Referring to the second part of this event, he mentioned, “These workshops, led by our own faculty, reveal there’s a cohort of practitioners on campus now with experience in simple daily practices they have found for experiencing time’s fullness beyond our constant sense of not having enough of it.”
This workshop section of the event trades out Virginia Woolf for Harry Potter and community members from Vassar and beyond. The workshop that follows Paulsell’s lecture is a multi-part event that features a number of speakers. The workshop moves through five different thematic elements that help to illuminate how to live more devotedly. The five themes are Moving, presented by Carolyn Palmer; Contemplation, presented by Paul Kane; Reading, presented by Vanessa Zoltan; Writing, presented by Akta Kaushal and Activism, presented by Shane Slattery-Quintanilla.
Slattery-Quintanilla is a member of Nomadique, a cooperative committed to social justice, along with teaching in the Film and Media Studies Departments at Vassar. Writing about the goals of his workshop, he stated, “In this workshop we will explore ways of fostering meaningful communities around shared political and artistic goals, and we will reflect on the ways these goals can meaningfully intersect.”
Professor of Political Science Akta Kaushal is conducting a workshop that seeks to address the ways in which sacred texts and speech affect our lives. Through writing exercises and dialogues, she hopes to address the ways we make sense of our lives through “scriptural” means, and how the idea of relating to a scripture is much more prevalent in our modern lives than we might think at first.
Vanessa Zoltan, along with being an accomplished academic and Divinity School graduate, is a co-host of the podcast “Harry Potter and the Sacred Text.” Her workshop will perform a Jewish reading practice (Pardes) as a group on a sentence from the “Harry Potter” series and see what relevant material it contains.
Paul Kane, who teaches in the English and Environmental Studies Departments, will be directing a workshop that will explore the “faculty of attention.” It will employ practices that attune one to their quiet inner spaces along with practices of physical and spatial centering.
Finally, Carolyn Palmer is a developmental psychologist who teaches in the Psychological Sciences Department. Her workshop seeks to illuminate how habitual and non-habitual movements help to “unravel tensions and reclaim function.”
The workshop will take place in the Villard Room, and food and drinks will be available. This event is not a religious one because it’s trying to distance itself from religion, or because there are a plethora of beliefs on display in this event, but because religion as most Americans would define it doesn’t exist.
We often find educational establishments terrified of hosting religious events due to the looming specter of that religion becoming attached to an institution that they have claimed as secular.

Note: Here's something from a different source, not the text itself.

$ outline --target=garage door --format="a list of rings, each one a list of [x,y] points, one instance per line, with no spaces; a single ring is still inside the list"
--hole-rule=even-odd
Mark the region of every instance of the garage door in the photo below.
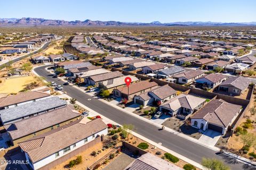
[[[211,129],[214,131],[222,133],[222,128],[215,125],[214,124],[209,123],[208,124],[208,129]]]
[[[144,103],[143,102],[142,100],[140,100],[137,99],[135,100],[135,103],[141,105],[144,105]]]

This mindset has grown to the point that religious association tends to be avoided in a great deal of discourses nowadays. However, I think it’s important to realize that we shouldn’t strive to remove religiously informed practices, but rather, should consider how labelling things as having religious leans can be a hurtful practice.
While this event is called the “Art of Living,” the “Arts” element of the lecture goes deeper than simply a fancy title. There is a very concrete thread running through this event and that is the thread of literature. I would even go as far as to abstract this one step further and just label it as “language,” but that might stray too far from the arts. Whatever the case, there is a very tangible connection between the words that we use to make sense of our life, and the ways in which we live our lives informed by these words. This event hopes to illuminate this connection.